IRT provides an alternative approach to imputation, as described earlier. The IRTPRO (Vector Psychometric Group, 2021) program was used to estimate the IRT feature and case parameters in all data sets. Data can be imported into the program from a number of different file formats, including the type used in this study (.csv). All missing data cells were coded with -1. The interface allows for a mixture of different types of features within the same analysis (i.e., a mix of binary, ordinal, or categorical features can be used in the same analysis). Each model was specified to be based on one group of cases using a unidimensional set of features. IRTPRO uses marginal maximum likelihood³⁶ to estimate feature parameters and expected a posteriori (EAP) to generate a $\theta$ score for each case. Parameters are estimated in the logistic metric.
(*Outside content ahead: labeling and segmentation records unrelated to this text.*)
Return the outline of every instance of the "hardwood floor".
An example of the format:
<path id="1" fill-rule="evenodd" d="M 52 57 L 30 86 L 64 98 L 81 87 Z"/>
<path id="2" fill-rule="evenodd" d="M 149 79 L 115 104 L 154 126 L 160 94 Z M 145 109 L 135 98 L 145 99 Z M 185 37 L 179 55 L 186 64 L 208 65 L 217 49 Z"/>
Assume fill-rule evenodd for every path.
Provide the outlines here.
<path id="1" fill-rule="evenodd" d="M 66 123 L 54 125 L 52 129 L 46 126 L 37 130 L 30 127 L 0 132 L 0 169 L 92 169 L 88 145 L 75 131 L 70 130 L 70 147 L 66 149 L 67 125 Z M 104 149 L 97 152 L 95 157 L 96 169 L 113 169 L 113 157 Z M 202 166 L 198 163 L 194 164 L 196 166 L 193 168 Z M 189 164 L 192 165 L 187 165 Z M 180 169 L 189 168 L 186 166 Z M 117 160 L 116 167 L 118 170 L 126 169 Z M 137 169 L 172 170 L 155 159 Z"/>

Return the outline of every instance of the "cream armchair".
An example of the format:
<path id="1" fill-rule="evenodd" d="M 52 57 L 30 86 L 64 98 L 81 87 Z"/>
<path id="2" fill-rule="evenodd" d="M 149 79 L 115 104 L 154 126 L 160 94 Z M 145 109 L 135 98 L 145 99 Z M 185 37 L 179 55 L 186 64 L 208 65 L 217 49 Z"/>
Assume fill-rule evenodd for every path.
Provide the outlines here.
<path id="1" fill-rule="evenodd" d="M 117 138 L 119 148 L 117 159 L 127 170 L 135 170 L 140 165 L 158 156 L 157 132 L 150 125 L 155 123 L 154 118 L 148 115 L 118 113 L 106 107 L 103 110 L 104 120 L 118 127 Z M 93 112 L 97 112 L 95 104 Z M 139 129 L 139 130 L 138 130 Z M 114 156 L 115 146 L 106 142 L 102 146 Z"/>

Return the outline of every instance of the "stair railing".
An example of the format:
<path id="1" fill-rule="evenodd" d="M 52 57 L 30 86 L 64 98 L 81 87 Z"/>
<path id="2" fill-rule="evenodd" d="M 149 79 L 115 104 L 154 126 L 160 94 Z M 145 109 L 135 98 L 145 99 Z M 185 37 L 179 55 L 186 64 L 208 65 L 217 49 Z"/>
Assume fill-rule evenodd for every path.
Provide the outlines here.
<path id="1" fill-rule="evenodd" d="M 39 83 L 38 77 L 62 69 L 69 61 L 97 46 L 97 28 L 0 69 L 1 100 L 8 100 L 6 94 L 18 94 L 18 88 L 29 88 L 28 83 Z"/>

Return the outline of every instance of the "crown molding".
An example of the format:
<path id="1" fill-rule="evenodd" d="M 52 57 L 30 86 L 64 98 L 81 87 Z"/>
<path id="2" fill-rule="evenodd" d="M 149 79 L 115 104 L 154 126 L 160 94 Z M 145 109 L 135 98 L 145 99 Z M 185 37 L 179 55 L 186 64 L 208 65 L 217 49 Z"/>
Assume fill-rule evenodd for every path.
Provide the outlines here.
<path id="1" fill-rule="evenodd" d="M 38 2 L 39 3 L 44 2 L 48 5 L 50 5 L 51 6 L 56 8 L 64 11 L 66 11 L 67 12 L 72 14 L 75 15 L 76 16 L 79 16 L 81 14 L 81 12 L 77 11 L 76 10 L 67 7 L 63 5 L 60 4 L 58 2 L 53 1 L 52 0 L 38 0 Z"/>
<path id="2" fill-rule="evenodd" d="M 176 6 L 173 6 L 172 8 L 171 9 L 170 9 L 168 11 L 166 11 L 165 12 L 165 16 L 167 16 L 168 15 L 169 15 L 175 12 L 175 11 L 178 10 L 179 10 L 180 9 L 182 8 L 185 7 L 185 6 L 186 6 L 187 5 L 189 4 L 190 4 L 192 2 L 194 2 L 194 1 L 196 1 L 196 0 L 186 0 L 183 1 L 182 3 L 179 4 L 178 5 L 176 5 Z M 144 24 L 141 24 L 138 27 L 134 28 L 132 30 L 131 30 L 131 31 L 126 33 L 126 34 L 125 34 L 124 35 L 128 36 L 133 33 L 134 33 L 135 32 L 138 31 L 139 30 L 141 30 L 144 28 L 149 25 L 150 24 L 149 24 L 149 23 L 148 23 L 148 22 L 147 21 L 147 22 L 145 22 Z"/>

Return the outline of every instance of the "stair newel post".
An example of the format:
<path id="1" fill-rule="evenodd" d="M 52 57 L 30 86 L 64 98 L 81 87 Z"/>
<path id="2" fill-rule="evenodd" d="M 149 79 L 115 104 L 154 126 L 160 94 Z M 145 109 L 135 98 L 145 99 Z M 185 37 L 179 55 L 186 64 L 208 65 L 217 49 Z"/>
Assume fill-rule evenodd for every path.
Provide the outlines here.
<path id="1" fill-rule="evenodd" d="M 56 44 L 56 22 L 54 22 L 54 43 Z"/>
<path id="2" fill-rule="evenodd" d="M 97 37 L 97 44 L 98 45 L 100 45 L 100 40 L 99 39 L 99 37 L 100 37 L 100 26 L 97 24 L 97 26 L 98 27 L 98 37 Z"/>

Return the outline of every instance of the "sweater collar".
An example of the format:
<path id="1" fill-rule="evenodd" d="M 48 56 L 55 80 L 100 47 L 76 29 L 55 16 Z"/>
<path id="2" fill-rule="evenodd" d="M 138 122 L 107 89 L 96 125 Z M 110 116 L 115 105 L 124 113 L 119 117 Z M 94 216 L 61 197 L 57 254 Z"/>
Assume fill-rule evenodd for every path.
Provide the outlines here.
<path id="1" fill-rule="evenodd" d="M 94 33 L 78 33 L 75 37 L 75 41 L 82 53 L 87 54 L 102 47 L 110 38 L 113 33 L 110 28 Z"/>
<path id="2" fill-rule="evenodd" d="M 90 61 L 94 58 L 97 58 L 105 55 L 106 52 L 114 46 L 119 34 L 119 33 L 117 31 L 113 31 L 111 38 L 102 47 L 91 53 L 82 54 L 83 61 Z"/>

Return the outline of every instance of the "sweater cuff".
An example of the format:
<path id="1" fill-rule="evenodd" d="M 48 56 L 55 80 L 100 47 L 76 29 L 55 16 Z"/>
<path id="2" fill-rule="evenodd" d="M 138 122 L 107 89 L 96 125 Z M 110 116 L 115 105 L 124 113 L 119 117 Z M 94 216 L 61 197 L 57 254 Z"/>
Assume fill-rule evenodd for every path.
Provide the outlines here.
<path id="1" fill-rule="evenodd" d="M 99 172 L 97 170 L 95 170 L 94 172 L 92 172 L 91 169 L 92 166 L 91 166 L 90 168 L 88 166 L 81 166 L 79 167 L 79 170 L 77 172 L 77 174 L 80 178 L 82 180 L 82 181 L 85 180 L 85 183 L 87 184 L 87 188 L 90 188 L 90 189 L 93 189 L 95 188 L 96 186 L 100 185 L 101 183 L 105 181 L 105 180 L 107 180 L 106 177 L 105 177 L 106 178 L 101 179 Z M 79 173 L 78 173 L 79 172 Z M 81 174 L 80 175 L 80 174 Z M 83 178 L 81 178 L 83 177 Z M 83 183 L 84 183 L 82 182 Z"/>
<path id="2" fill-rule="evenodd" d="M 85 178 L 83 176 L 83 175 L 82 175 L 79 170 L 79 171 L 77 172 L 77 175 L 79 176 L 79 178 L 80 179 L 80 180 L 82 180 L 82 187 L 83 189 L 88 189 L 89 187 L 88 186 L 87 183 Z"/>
Some programs have historically rescaled the parameters to approximate the normal to give function, but this is not done in IRTPRO as has been suggested more recently³⁷. Three models were specified: 1) Two Parameter Logistic (2-PL) (binary) for the Heart Disease dataset, 2) Graded Response Model (GRM) (ordinal) for the Diamonds dataset and 3) Nominal Response Model (NRM) (nominal categories) for the Housing dataset.

2-PL model

In the case of a binary response (0, 1) using these estimated parameters, the linking function between the underlying trait and particular feature can be described as follows (Eq 1):

$$\begin{aligned} Pij(U_{ij}=1\mid \theta ) = \frac{e^{a_{i}(\theta - b_{ij})}}{1+ e^{a_{i}(\theta - b_{ij})}} \end{aligned}$$

(1)

The model for binary variables in equation 1 has the simple interpretation of success being equal to the value of the person parameter $\theta$ relative to the value of the item parameters. The probability of being in the “1” category on a particular item i can be ascertained for any case with a specific $\theta$-value. Using this model, a missing binary variable can be imputed - cases with probabilities below 50% are imputed as 0 and those with probabilities above 50% are imputed as 1. Figure 1A showcases the curve for this model, where ability $\theta$ is a row/case characteristic and parameter values are associated with the variable (item).

GRM

The graded response model (GRM) represents a family of mathematical models that deals with ordered polytonomous categories, the curves for the 5 different options can be seen in Fig. 1B. It uses a two-step process to link the trait to features²⁵. In the first step, a series of 2-PL functions for each of the category option boundaries are generated. For example, if one has a 5-option feature (coded 0, 1, 2, 3, 4), there would be 4 boundary functions: above 0 but less than 1, above 1 but less than 2, above 2 but less than 3 and above 3 but less than 4. In this first step, threshold parameters for each of the features’ option boundaries and an overall slope parameter for the feature are generated. If $\theta$ is the latent ability, and $U_i$ is a random variable to denote the graded item response to item i, and $u_i=(0,1,...,m_i)$ denotes the actual responses. The category response function, $P_{ui}(\theta )$, is the probability with which an examinee with ability $\theta$ receives a score $u_i$ is:

$$\begin{aligned} P_{ui}(\theta )\equiv P[U_i=u_i \mid \theta ] \end{aligned}$$

(2)

Probabilities based on the other combinations, given $\theta$, are computed by subtracting the adjacent $P^*_{ik}(\theta )$:

$$\begin{aligned} P^*_{ik}(\theta ) = P^*_{ik}(\theta ) - P^*_{ik+1}(\theta ) \end{aligned}$$

(3)

Therefore, in expanding Eq. 3 for a 5 category GRM, we would get:

$$\begin{aligned} \begin{aligned} Option 0: P_{i0}(\theta )&= 1.0 - P_{i1}(\theta )\\ Option 1: P_{i1}(\theta )&= P_{i1}(\theta ) - P_{i2}(\theta )\\ Option 2: P_{i2}(\theta )&= P_{i2}(\theta ) - P_{i3}(\theta )\\ Option 3: P_{i3}(\theta )&= P_{i3}(\theta ) - P_{i4}(\theta )\\ Option 4: P_{i4}(\theta )&= P_{i4}(\theta ) - 0.0 \end{aligned} \end{aligned}$$

(4)

Continuing with the example of 5 categories the dichotomies would refer to the probability of being coded 1: (1) in category 0 contrasted with categories 1, 2, 3, and 4; (2) in categories 0, 1 contrasted with categories 2, 3, and 4; (3) in categories 0, 1, 2 contrasted with categories 3 and 4; 4) in categories 0, 1, 2, 3 contrasted with category 4.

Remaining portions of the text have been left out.